Building Permit Approvals
The March building approval numbers were released in May with a seasonally adjusted rise to 17.4% which follows a 20.1% increase in February. The increase was driven by private sector dwellings excluding houses which rose 63.6%. Private sector housing approvals only rose 0.1% but reset the record high from the previous month thanks to the Federal government HomeBuilder stimulus.
Challenger is an investment management firm focusing on providing Australians with financial security in retirement and operates with two core investment businesses, Life and Funds Management.
In Q3FY21, Challenger delivered a strong performance with FUM increasing by 8% and exceeding $100 billion for the first time. This was driven by record quarterly Life book growth of 9.2% for the quarter and $7 billion net flows in Funds Management. Despite a decline in credit spreads over the year, CGF has adjusted annuity pricing to incorporate changing investment conditions and reaffirmed its FY21 normalised net profit before tax guidance. Managing Director and CEO Richard Howes has a positive outlook for CFG as, “Challenger remains well positioned for continued growth with diversified revenue streams in the Life business and differentiated Funds Management offering.”
CGF is currently trading at a one-year P/E of 13.4x and offers a gross yield of 4.1%.
Invocare owns and operates funeral homes, cemeteries and crematoria around Australia, New Zealand, and Singapore. They operate 333 funeral locations under various brands such as White Lady Funerals, and Simplicity Funerals handling 45,000 cases annually.
IVC has been experiencing short-term headwinds with Covid restrictions on funerals and a more health conscious population subduing death rates at 2.5%. This has had a negative impact on the share price which has retreated from a $12.15 high in February to $10.27 in May. The company has a long-term strategy in place to reinvigorate its suite of brands to leverage them into greater market share as the Australian population continues to age.

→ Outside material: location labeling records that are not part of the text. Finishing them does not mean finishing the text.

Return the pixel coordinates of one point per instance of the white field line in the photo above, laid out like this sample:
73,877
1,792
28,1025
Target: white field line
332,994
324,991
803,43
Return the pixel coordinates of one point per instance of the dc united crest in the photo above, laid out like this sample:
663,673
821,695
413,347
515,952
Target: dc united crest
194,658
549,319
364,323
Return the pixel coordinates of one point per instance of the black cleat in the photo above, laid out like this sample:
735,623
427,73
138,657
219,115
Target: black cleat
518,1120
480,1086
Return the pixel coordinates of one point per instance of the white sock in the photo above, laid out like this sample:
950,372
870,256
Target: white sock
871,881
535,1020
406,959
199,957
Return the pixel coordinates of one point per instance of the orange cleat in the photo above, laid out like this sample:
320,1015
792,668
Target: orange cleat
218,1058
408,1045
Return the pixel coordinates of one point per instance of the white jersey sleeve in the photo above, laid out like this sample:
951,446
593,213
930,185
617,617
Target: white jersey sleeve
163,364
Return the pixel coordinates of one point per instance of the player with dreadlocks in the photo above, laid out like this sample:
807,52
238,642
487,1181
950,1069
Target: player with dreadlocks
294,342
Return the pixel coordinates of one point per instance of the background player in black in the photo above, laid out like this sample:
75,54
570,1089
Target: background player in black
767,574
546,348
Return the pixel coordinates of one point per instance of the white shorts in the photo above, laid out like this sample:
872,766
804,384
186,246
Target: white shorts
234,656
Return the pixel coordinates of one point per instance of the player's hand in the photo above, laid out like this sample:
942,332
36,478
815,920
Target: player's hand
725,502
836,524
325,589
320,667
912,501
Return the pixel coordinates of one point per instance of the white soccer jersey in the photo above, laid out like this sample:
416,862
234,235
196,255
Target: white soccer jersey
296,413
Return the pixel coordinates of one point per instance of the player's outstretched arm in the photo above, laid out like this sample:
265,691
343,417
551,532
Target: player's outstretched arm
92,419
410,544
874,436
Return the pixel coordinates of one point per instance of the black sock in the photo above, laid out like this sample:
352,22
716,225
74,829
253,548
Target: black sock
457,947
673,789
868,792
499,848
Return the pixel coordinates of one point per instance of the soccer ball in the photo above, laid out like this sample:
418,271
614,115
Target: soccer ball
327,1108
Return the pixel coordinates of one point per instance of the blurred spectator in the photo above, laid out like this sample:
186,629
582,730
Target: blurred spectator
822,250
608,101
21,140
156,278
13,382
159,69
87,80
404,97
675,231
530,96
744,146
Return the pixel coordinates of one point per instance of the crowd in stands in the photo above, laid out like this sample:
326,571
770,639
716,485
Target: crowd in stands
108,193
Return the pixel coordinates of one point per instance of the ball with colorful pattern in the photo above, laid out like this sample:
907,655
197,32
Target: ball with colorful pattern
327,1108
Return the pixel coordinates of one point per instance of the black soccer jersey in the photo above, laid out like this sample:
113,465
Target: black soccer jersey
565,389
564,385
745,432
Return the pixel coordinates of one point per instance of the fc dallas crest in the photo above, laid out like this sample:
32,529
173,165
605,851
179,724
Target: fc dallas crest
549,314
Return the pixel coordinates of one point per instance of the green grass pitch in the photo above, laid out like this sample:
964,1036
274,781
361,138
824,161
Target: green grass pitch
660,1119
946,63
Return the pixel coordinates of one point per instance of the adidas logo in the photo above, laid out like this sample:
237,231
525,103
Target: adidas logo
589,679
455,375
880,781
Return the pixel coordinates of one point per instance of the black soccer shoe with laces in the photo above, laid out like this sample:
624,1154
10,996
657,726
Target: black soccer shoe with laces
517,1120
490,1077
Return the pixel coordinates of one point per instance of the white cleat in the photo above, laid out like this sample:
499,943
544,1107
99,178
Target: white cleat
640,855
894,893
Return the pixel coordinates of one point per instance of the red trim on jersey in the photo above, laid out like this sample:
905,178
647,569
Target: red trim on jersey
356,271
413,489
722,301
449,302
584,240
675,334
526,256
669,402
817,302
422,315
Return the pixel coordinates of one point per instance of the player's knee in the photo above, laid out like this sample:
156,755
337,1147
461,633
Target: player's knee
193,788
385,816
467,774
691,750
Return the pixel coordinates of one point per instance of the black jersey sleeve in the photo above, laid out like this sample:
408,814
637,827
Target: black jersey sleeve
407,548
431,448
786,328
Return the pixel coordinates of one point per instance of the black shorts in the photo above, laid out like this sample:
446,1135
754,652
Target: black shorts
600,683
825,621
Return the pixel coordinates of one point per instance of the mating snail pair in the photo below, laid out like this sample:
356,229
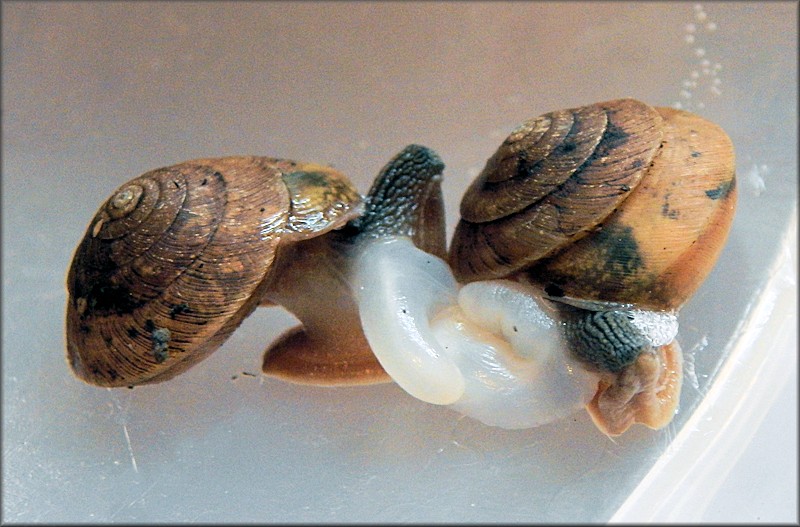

IVC is currently trading at a one-year P/E of 33.5x and offers a gross yield of 3.6%.
Auswide is an approved deposit-taking institution and licensed credit and financial services provider. With an asset base of over ~$3.5b and a branch network of 23 locations servicing primarily regional customers in QLD, NSW, and VIC. The emerging bank is experiencing strong growth across various metrics in its latest H1 FY21 results including 10.6% increase in deposits, 13.4% increase in loan book, 10.9% increase in net interest revenue, and NPAT improvement of 23.9% to almost $11.5m. With the big 4 closing regional branches, Auswide has an opportunity to capture the hole in these regional markets.
ABA is currently trading at a 13.07 trailing P/E ratio and a dividend yield of 4.3%.